Photo: Photograph by John Johnson/HBO
On the evening of May 14, 1998, an audience of 76 million viewers tuned in to watch the two-part series finale of Seinfeld — America’s fifth-most-watched series finale behind a few shows that included Cheers, because when has Ted Danson ever given Larry David a break? It’s hard to overstate just how big of a deal it was when Larry, who had returned to Seinfeld to write the last episode, ended the series with the “New York Four” being found guilty in a New Hampshire court for having violated the “Good Samaritan Law,” standing by and mocking a man as he was robbed at gunpoint.
A quick refresher on the Seinfeld finale: After a parade of character witnesses testifying to the rotten behavior of the group through the years, with many, many episode flashbacks, they end up in jail, with Jerry delivering one final stand-up bit in an orange jumpsuit.
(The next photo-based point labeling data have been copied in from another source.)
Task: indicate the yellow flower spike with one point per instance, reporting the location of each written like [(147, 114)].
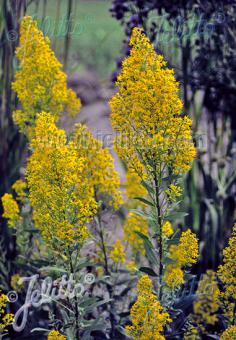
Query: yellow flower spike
[(174, 276), (99, 167), (131, 265), (147, 315), (183, 254), (7, 319), (117, 254), (39, 83), (146, 113), (20, 186), (61, 195), (167, 229), (229, 333), (10, 210)]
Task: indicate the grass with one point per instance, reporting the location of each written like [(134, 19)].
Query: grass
[(96, 37)]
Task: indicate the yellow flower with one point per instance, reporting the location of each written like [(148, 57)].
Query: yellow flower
[(19, 186), (7, 319), (229, 333), (118, 252), (192, 333), (208, 300), (183, 254), (227, 271), (173, 192), (146, 114), (133, 188), (61, 196), (133, 224), (167, 229), (40, 83), (131, 265), (15, 282), (55, 335), (147, 315), (174, 276), (10, 210)]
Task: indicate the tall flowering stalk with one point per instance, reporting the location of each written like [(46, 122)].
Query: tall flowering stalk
[(39, 83), (154, 139)]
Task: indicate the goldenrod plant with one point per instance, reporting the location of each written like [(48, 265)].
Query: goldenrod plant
[(64, 212), (5, 318)]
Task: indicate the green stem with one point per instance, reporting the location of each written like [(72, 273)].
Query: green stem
[(77, 330), (159, 220)]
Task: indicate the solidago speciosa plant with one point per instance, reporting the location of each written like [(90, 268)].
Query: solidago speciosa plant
[(154, 140), (5, 318), (40, 83), (68, 179), (61, 212)]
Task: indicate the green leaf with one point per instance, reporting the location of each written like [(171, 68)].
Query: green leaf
[(176, 215), (145, 238), (139, 213), (148, 271), (121, 330), (171, 178), (38, 329), (53, 269), (97, 304)]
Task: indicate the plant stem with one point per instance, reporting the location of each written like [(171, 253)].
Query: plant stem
[(158, 211), (107, 272), (77, 330)]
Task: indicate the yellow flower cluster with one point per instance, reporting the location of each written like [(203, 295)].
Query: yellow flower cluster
[(229, 333), (186, 252), (146, 113), (10, 210), (208, 300), (5, 320), (40, 83), (131, 266), (20, 188), (147, 315), (174, 276), (227, 275), (183, 254), (172, 192), (117, 254), (61, 196), (191, 333), (99, 167), (135, 223), (16, 282), (55, 335), (167, 229)]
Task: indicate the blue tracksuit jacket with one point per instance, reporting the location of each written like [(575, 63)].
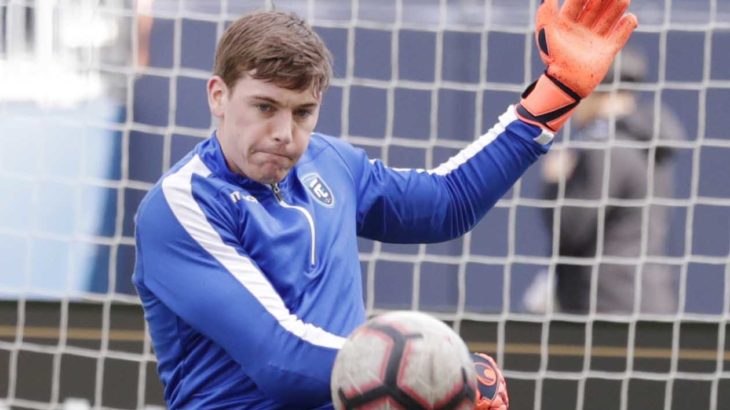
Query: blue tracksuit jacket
[(249, 289)]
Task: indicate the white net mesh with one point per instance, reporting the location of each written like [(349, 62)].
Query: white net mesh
[(98, 98)]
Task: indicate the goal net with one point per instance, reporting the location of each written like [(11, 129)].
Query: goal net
[(600, 281)]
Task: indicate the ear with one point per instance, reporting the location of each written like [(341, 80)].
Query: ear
[(217, 96)]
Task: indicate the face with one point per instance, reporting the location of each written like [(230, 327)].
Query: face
[(263, 129)]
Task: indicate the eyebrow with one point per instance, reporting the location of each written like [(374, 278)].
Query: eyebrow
[(277, 103)]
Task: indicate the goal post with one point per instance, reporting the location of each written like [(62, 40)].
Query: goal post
[(99, 97)]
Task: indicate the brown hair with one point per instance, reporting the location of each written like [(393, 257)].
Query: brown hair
[(276, 47)]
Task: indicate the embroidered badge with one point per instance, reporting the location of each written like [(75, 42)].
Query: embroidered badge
[(319, 190)]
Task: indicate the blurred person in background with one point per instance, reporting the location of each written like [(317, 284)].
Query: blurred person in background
[(609, 119)]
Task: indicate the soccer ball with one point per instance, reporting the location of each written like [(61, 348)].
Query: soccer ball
[(404, 360)]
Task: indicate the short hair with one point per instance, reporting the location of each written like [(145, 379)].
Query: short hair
[(276, 47)]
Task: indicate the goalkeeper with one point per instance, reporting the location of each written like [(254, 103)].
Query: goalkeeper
[(247, 260)]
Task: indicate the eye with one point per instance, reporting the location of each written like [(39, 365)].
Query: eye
[(264, 108), (304, 113)]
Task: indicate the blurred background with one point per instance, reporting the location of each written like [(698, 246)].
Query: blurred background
[(99, 97)]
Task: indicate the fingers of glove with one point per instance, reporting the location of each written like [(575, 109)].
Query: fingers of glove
[(547, 12), (592, 11), (572, 8), (610, 16), (622, 31)]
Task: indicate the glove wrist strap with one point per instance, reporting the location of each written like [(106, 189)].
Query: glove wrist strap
[(547, 103)]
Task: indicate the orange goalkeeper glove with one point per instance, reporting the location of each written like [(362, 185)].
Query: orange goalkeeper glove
[(577, 44), (491, 386)]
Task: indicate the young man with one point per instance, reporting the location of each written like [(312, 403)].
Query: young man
[(247, 260)]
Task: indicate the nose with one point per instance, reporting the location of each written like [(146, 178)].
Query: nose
[(283, 124)]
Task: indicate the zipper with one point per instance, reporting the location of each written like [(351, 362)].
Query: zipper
[(277, 193)]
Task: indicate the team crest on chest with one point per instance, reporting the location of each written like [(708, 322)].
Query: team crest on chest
[(319, 190)]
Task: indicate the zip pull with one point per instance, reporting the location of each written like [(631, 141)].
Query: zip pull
[(276, 190)]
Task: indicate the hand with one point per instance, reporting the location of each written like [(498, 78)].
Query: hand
[(577, 44), (491, 386)]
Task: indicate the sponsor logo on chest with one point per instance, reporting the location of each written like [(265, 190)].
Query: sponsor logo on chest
[(319, 190)]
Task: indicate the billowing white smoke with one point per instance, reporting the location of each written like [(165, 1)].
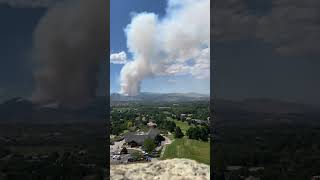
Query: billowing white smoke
[(69, 42), (178, 43)]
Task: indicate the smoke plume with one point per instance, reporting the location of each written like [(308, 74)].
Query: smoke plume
[(69, 42), (176, 44)]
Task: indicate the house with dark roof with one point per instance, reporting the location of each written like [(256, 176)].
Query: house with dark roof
[(137, 139)]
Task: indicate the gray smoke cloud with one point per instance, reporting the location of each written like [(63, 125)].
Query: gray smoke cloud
[(176, 44), (69, 42)]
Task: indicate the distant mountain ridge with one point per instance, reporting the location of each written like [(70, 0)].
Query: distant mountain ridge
[(160, 97), (23, 110)]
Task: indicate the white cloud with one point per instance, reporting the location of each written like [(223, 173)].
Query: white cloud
[(163, 47), (118, 58)]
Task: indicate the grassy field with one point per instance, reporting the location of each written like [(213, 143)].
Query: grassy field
[(184, 126), (190, 149)]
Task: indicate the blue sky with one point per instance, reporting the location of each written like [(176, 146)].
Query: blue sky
[(121, 15)]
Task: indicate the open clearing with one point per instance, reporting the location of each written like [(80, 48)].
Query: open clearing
[(188, 148)]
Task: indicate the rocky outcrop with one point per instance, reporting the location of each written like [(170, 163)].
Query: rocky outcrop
[(173, 169)]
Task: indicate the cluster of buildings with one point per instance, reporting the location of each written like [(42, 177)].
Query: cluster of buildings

It was as if all of America was rooting for the same team in the Super Bowl and that team lost: The finale was panned by critics, bemoaned by shock jocks, and even Seinfeld himself expressed remorse for the near-universal disappointment. The only person, it seemed, who didn’t regret the ending was Larry because, as he reminds us in the Curb finale, “I’m 76 years old and I have never learned a lesson in my entire life!”
Even so, many have never let Larry live it down. Throughout this season, people (Ted Danson among them) have reminded Larry (and us) that he’s guilty of sending America’s favorite narcissists to prison — a decision many saw as humorless and uncharacteristically moralistic for a show that espoused “no hugging, no learning” as its chief ethos. So, with the title of this episode, “No Lessons Learned,” Larry has us wondering if he’ll finally learn the biggest lesson of his career and leave us with none.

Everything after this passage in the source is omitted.